Crawl
Crawl an entire site with BFS traversal. Crawls run asynchronously -- start one, then poll until it completes.
Start a crawl
POST
/v1/crawlStart an async same-origin crawl from the given URL.
Request body
json
{
"url": "https://docs.example.com",
"max_depth": 2,
"max_pages": 50,
"use_sitemap": true
}| Field | Type | Required | Description |
|---|---|---|---|
url | string | Yes | Starting URL. The crawl stays within this origin. |
max_depth | number | No | Maximum link depth to follow. Default: 2. |
max_pages | number | No | Maximum number of pages to extract. Default: 50. |
use_sitemap | boolean | No | Seed the crawl queue with URLs from the site's sitemap. Default: false. |
Response
json
{
"id": "550e8400-e29b-41d4-a716-446655440000",
"status": "running"
}Note
The crawl ID is a UUID. Store it -- you need it to poll for results.
Poll crawl status
GET
/v1/crawl/{id}Get the current status and results of a running or completed crawl.
Path parameters
| Parameter | Type | Description |
|---|---|---|
id | string | The crawl job UUID returned by POST /v1/crawl. |
Response
json
{
"id": "550e8400-e29b-41d4-a716-446655440000",
"status": "completed",
"pages": [
{
"url": "https://docs.example.com",
"markdown": "# Getting Started\n\nWelcome to the documentation...",
"metadata": {
"title": "Getting Started",
"word_count": 842
}
},
{
"url": "https://docs.example.com/guides/setup",
"markdown": "# Setup Guide\n\nFollow these steps...",
"metadata": {
"title": "Setup Guide",
"word_count": 1203
}
}
],
"total": 50,
"completed": 48,
"errors": 2,
"created_at": "2026-03-12T10:30:00Z"
}Status values
| Status | Description |
|---|---|
running | Crawl is in progress. Poll again for updates. |
completed | Crawl finished. All results are available. |
failed | Crawl encountered a fatal error and stopped. |
Paginate crawl pages
GET
/v1/crawl/{id}/pagesFetch crawl page results in server-side pages for large crawls.

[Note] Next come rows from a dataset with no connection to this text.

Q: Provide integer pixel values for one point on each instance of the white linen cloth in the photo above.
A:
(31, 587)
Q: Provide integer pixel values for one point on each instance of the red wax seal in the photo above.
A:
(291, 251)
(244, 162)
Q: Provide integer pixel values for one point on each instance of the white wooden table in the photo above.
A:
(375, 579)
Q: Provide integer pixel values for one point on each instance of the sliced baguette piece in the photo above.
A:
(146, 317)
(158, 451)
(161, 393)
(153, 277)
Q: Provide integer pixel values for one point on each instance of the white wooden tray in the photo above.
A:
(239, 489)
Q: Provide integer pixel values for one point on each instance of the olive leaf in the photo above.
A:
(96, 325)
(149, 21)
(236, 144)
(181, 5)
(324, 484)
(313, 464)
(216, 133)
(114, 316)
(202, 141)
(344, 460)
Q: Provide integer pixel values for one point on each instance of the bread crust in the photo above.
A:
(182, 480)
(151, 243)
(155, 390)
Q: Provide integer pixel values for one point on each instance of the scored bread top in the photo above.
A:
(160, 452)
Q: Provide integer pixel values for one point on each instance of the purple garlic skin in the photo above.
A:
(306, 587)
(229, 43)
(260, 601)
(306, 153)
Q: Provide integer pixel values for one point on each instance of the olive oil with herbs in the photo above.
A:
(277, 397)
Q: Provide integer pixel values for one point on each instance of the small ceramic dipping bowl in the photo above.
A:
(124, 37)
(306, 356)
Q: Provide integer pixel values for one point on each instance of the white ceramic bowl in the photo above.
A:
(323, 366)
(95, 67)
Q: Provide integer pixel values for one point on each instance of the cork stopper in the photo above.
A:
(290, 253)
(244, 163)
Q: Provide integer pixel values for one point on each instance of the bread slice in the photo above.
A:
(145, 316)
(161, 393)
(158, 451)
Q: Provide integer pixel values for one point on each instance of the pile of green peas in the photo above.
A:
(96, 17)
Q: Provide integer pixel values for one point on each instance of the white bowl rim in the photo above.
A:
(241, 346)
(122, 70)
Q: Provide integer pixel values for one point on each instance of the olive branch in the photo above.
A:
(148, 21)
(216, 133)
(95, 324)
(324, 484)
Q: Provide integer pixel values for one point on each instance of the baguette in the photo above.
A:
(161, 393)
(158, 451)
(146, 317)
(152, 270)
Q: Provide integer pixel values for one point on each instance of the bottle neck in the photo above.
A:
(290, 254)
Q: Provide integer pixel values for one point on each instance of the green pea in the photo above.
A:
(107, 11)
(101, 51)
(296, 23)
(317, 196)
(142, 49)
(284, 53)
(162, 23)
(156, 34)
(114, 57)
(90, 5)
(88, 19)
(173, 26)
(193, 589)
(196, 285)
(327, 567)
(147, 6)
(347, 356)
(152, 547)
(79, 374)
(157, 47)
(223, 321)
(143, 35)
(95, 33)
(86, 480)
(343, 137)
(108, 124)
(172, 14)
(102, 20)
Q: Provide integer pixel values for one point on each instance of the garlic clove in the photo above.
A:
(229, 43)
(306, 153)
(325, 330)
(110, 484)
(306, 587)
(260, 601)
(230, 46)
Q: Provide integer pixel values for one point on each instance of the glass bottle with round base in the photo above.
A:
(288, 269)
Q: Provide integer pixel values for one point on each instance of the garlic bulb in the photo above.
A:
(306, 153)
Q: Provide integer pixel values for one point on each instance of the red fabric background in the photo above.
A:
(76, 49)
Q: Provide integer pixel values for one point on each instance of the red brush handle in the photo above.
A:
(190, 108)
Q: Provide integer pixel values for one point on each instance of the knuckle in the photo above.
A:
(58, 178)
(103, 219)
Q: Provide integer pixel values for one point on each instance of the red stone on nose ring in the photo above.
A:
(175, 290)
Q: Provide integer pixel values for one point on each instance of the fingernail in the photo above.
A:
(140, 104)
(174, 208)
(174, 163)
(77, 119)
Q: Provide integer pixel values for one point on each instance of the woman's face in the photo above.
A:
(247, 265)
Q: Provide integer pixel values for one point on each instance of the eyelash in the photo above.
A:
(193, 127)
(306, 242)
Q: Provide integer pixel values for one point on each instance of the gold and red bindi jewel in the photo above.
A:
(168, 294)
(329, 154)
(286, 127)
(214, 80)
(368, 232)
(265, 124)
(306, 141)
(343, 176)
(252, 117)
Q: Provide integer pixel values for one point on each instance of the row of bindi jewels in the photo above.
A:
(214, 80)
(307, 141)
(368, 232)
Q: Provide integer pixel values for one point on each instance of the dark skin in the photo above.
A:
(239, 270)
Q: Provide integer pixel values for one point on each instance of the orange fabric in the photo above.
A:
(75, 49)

Use this endpoint when a crawl returns many pages and you want to load them gradually in a dashboard, worker, or agent workflow.
Query parameters
| Parameter | Type | Default | Description |
|---|---|---|---|
page | number | 1 | Page number to fetch. |
per_page | number | 10 | Number of crawl pages to return per response. |
Response
json
{
"id": "550e8400-e29b-41d4-a716-446655440000",
"status": "completed",
"pages": [
{
"url": "https://docs.example.com/guides/setup",
"markdown": "# Setup Guide\n\nFollow these steps...",
"metadata": {
"title": "Setup Guide"
}
}
],
"page": 1,
"per_page": 10,
"total": 50,
"total_pages": 5
}Example
Start a crawl
curl -X POST https://api.webclaw.io/v1/crawl \
-H "Authorization: Bearer wc_your_api_key" \
-H "Content-Type: application/json" \
-d '{
"url": "https://docs.stripe.com",
"max_depth": 2,
"max_pages": 100,
"use_sitemap": true
}'Poll for results
curl https://api.webclaw.io/v1/crawl/550e8400-e29b-41d4-a716-446655440000 \
-H "Authorization: Bearer wc_your_api_key"Load page results
curl "https://api.webclaw.io/v1/crawl/550e8400-e29b-41d4-a716-446655440000/pages?page=1&per_page=10" \
-H "Authorization: Bearer wc_your_api_key"Tip
Enable
use_sitemap to seed the crawl queue with sitemap URLs. This helps discover pages that aren't reachable through link traversal alone.